Trotsky was, in Lenin's final written words (which you'll have to look up when Marxists.org is back up), was a great and able theorist. Stalin had collected power in his hands.
Trotsky was fundamentally correct about his analysis. Even Stalinists, who tend to despise Trotsky, eventually end up getting back to his analysis of a given situation. For instance, Stalinists (as Stalin himself) don't really stick with the counter-industrial scheme, the Third Period nonsense, or advocate helping Kang Khi Shek instead of Mao, or any other damned thing.

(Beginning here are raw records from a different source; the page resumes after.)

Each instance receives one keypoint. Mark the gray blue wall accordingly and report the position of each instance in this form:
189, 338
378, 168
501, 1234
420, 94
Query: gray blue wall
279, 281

However, before this turns to any kind of gloating one way or the other, Stalin had the power in his hands. In the Marxist vernacular, this has to do with praxis. But for here, we can simply say that Trotsky's theories, like all theories, are useless should they not be implemented.
Philosophers have merely interpreted the world in various ways; the point is to change it..
The other thing here is that one must be aware that Trotskyists, today, tend to be of the two camps that Trotsky repeatedly told everyone to resist:
Trotsky wrote:There is no doubt that the USSR today bears very little resemblance to that type of Soviet republic that Lenin depicted in 1917 (no permanent bureaucracy or permanent army, the right of recalling all elected officials at any time and the active control over them by the masses “regardless of who the individual may be,” etc.). The domination of the bureaucracy over the country, as well as Stalin’s domination over the bureaucracy, have well-nigh attained their absolute consummation. But what conclusions would follow from this? There are some who say that since the actual state that has emerged from the proletarian revolution does not correspond to ideal a priori norms, therefore they turn their backs on it. This is political snobbery, common to pacifist-democratic, libertarian, anarcho-syndicalist and, generally, ultraleft circles of petty-bourgeois intelligentsia. There are others who say that since this state has emerged from the proletarian revolution, therefore every criticism of it is sacrilege and counterrevolution. That is the voice of hypocrisy behind which lurk most often the immediate material interests of certain groups among this very same petty-bourgeois intelligentsia or among the workers’ bureaucracy. These two types – the political snob and the political hypocrite – are readily interchangeable, depending upon personal circumstances. Let us pass them both by.
Nonetheless, Trotsky becomes a flag under which both, "the political snob," and, "the political hypocrite," can rally as he isn't Stalin. In this vein, most Marxists today consider themselves Trotskyists whether they are or not. Some tendencies, like those that follow Alex Callinicos, claim to be Trotskyists by virtue of them rejecting Trotsky's views and thus saving Trotsky from himself—as if the memory of a fallen saint is more important than what the saint thought or stood for.
And, as noted, Stalinists can use the same Trotsky flag to shake their fist at while eventually coming to accept the theories that Trotsky laid out in opposition.
As to the capitalist west, you can follow with ease Churchill or the
New York Times, or any other source condemning Trotsky as the worst devil that had ever existed and cheering on Stalin through the struggle—the general assumption being that Trotsky would win. Up until, of course, Trotsky is killed. Then he becomes the ultimate martyr to show the brutality of the Soviet system the sweet prince had naively attended to build before it turned against him as it will turn against everyone that advocates the left. This is, on its face, propaganda and nothing more.
And this is where it gets real hairy as Trotsky is a symbol, more than anything to most people.
It's best to read Trotsky and not trust anything anyone says about him. Not even me.
Alis Volat Propriis; Tiocfaidh ár lá; Proletarier Aller Länder, Vereinigt Euch!